Foreign Exchange Reserves
The usable foreign exchange reserves increased by 8.58% to USD 9,323 million (4.8 months of import cover). This was above the CBK’s statutory requirement to endeavor to maintain at least 4.0-months of import cover and above the EAC region’s convergence criteria of 4.5- months of import cover.
Currency
The Kenyan Shilling remained fairly stable against the Dollar, depreciated against the Sterling Pound and appreciated against the Euro to exchange at KES 129.21, KES 167.56 and KES 139.34 respectively. The observed stability against the Dollar is attributed to increased foreign inflows and purchase of Dollars by the Central Bank.

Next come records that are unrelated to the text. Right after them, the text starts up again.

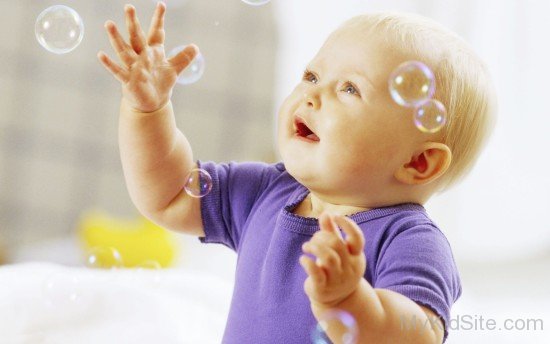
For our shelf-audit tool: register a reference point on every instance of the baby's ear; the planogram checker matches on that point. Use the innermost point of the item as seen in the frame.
(429, 164)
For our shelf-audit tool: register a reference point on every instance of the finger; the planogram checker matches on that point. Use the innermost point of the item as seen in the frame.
(182, 59)
(156, 29)
(326, 223)
(137, 37)
(124, 51)
(118, 72)
(315, 272)
(354, 235)
(326, 256)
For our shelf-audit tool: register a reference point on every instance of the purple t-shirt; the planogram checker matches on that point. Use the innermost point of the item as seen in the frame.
(249, 210)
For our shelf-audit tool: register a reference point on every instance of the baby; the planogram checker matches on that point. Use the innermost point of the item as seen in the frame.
(340, 223)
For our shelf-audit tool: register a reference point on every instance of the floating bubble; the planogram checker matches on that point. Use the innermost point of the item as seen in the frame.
(61, 290)
(336, 320)
(103, 258)
(59, 29)
(430, 116)
(256, 2)
(193, 72)
(199, 183)
(411, 83)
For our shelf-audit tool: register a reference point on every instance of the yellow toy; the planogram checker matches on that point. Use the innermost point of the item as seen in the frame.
(139, 242)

Currency | YTD Change | W-o-W Change |
---|---|---|
Dollar | -17.70% | 0.00% |
Sterling Pound | -16.16% | 0.14% |
Euro | -19.76% | -0.59% |
Liquidity
Liquidity in the money markets tightened, with the average inter-bank rate increasing from 12.00% to 12.08%, as tax remittances more than offset government payments. Open market operations remained active.

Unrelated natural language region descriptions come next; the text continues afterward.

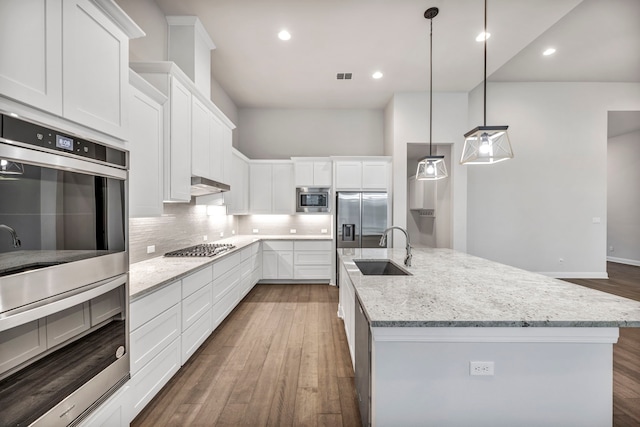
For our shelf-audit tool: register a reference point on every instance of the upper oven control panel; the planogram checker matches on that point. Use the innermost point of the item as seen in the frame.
(29, 133)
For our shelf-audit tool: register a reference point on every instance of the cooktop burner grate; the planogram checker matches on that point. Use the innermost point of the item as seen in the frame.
(202, 250)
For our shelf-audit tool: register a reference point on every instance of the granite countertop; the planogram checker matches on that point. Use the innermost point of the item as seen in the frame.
(453, 289)
(147, 276)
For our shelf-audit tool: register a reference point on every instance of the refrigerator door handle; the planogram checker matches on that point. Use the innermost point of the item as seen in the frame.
(348, 232)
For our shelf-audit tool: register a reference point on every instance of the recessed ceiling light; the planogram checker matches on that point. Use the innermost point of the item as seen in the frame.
(284, 35)
(482, 36)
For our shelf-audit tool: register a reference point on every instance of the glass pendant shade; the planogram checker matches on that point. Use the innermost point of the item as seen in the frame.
(486, 145)
(10, 168)
(431, 168)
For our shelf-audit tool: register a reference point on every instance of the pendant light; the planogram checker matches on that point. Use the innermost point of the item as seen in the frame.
(485, 145)
(431, 167)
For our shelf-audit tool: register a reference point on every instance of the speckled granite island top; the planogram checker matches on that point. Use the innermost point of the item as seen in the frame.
(454, 289)
(146, 276)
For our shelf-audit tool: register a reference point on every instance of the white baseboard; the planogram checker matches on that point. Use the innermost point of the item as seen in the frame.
(624, 261)
(575, 274)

Liquidity | Week (previous) | Week (ending) |
---|---|---|
Interbank rate | 12.00% | 12.08% |
Interbank volume (billion) | 31.47 | 55.18 |
Commercial banks’ excess reserves (billion) | 39.50 | 41.10 |
Fixed Income
T-Bills
T-Bills remained over-subscribed during the week, with the overall subscription rate increasing to 409.89% from 259.03% recorded in the previous week. The 91-day T-Bill received the highest subscription rate at 686.12%, while the 182-day T-Bill and 364-day T-Bill had subscription rates of 427.80% and 281.48% respectively. The acceptance rate increased by 20.70% to close the week at 54.63%.
T-Bonds
In the secondary bond market, there was a lower demand for the week’s bond offers. Bond turnover decreased by 6.27% from KES 27.92 billion in the previous week to KES 26.17 billion. Total bond deals increased by 5.00% from 500 in the previous week to 525.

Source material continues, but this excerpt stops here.